September 23, 2022 - Solomon Kronberg
Solomon Kronberg graduated in 2022 with a degree in Comparative Cultures and Politics (CCP) from James Madison College. He was a student researcher with the Mekong Culture Well (MCW) project and an alternate finalist in the 2022 Fulbright Research Grant Competition. Kronberg does conservation work at the Superior Watershed Partnership and Land Conservancy while continuing collaboration with MCW on several publications, including a project based on his ethnographic work in Chaing Rai, Thailand, and Michigan’s Upper Peninsula.
I spent my last year as a Madison student in constant motion, careening between finishing my degree with grades and work ethic intact and anxious dreams of the uncertain post-graduation future. Having studied environmental justice in Southeastern Asia with Dr. Amanda Flaim and the Mekong Culture WELL (water, ecology, land and livelihoods) project for several years, I was eager yet surprised when the chance to spend my final fall semester in Northern Thailand’s hill country materialized. Despite the uncertainty of travel amidst a global pandemic, I took the leap.
I left my tiny home airport in the Upper Peninsula early in the morning, arriving in Bangkok after almost a day in the sky. I was lucky to travel with my friend Audrey, another CCP senior whose humor, kindness and brilliance made every adventure more compelling and comfortable.
Our adventures began as soon as we landed. We quickly headed north to join Dr. Apisom Intralawan, an MCW researcher working to defend rural people’s access to culturally and economically essential wetlands, who taught and hosted us throughout our stay.
Along the Mekong River, we talked with fishers about their closeness with the river and their aquatic neighbors, met inspiring environmental activists opposing disruptive economic and environmental policies, and worked with hydrologists researching the effects of damming on seasonal flood patterns. New people, places and possibilities quickly surfaced, precluding any attempts to make or stick to a plan.
Traveling without a plan felt terrific at times. However, Audrey and I had both intended to write Honors Theses based on fieldwork completed during the trip, and we increasingly thought we weren’t really doing research. At least, not the disciplined, impactful and seemingly replicable research described in the papers, books and articles we’d read throughout college. We struggled to find focused and novel paper topics or procure what most people would consider meaningful data. Often, we couldn’t bring ourselves to write for the exhaustion and homesickness following our busy days. The specters of the papers we knew we should be writing haunted the trip.
Outside of study design problems, new realizations paralyzed me. What does it mean to travel to another region and treat its people as research topics? Was my work ever going to benefit or even mean something to the people living the experiences that intrigued me? Why did I deserve to ask them to share their stories with me if I didn’t even know why I needed to hear them? These thoughts congested my mind whenever I attempted to intentionally deploy ethnographic methods, only clearing when I was too caught up laughing, eating, listening or just being with my new friends to think of them as objects of inquiry.

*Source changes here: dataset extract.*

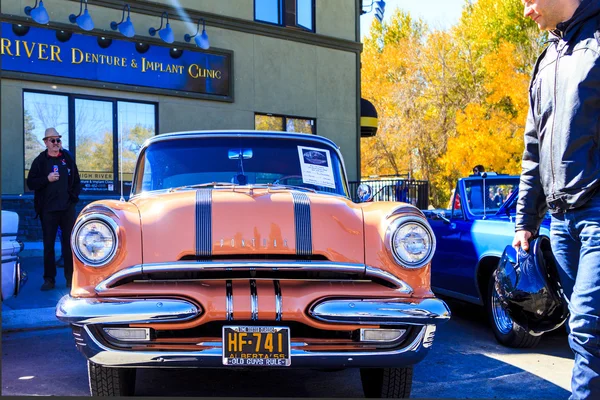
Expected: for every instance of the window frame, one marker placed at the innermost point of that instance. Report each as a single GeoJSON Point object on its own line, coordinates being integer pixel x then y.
{"type": "Point", "coordinates": [281, 15]}
{"type": "Point", "coordinates": [284, 122]}
{"type": "Point", "coordinates": [71, 97]}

Studying abroad or seeking out the field is a complex act; we are not owed these experiences. We must ask for them graciously, for the right reasons, and accept that those best intentions might still be contested by what we learn.
For students pursuing similar kinds of work and learning abroad: Take the leap, but be prepared to exist without an itinerary. Try to see unplanned shifts as opportunities, and try as hard as possible to see the experience as a period of living rather than studying. Commit to humility. Expect to have the new language, grammar and pronunciation you practiced so hard ruthlessly mocked. Laugh along. Treat the time as time together, not something to be transmuted into credit hours or a publication.

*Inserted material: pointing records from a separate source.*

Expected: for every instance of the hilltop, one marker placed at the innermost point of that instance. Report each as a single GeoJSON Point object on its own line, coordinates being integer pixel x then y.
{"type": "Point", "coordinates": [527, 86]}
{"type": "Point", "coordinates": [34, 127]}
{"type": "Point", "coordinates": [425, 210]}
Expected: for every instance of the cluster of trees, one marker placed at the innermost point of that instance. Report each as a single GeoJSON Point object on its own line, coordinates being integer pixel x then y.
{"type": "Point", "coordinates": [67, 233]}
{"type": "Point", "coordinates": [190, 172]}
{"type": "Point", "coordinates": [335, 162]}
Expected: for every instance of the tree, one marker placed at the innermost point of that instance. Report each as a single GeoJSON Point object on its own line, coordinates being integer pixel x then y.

The essay that eventually coalesced from my research in Thailand considers how cultures and ecosystems co-create each other, how capitalism and its associated physical, cultural and administrative infrastructure affect this intersubjective process, and how those experiencing these changes imagine their futures while contending with what used to be. It compares these phenomena in Thailand with similar themes in my home, the Upper Peninsula.
How can I justify such a comparative analysis between two distinct locales? The answer lies in the methodological discomfort I encountered while abroad. That feeling followed me back to my snowy home, forcing me to consider why I felt I was still demanding something unfair of the place and its people.
With guidance from Dr. Flaim, Dr. Intralawan and others, I began to draw lines between my experience in both places; living in or visiting a landscape continuously defined by ecological destruction for the sake of capital gains makes it difficult to live well with one's neighbors, be they human, tree or lake. Exploring that theme continues to define my work after Madison. I firmly believe I’ve started to grow closer to my home and contribute to its healing because of living as a visitor in Northern Thailand. For that and everything else, I am immensely grateful.
Photos provided by Solomon Kronberg.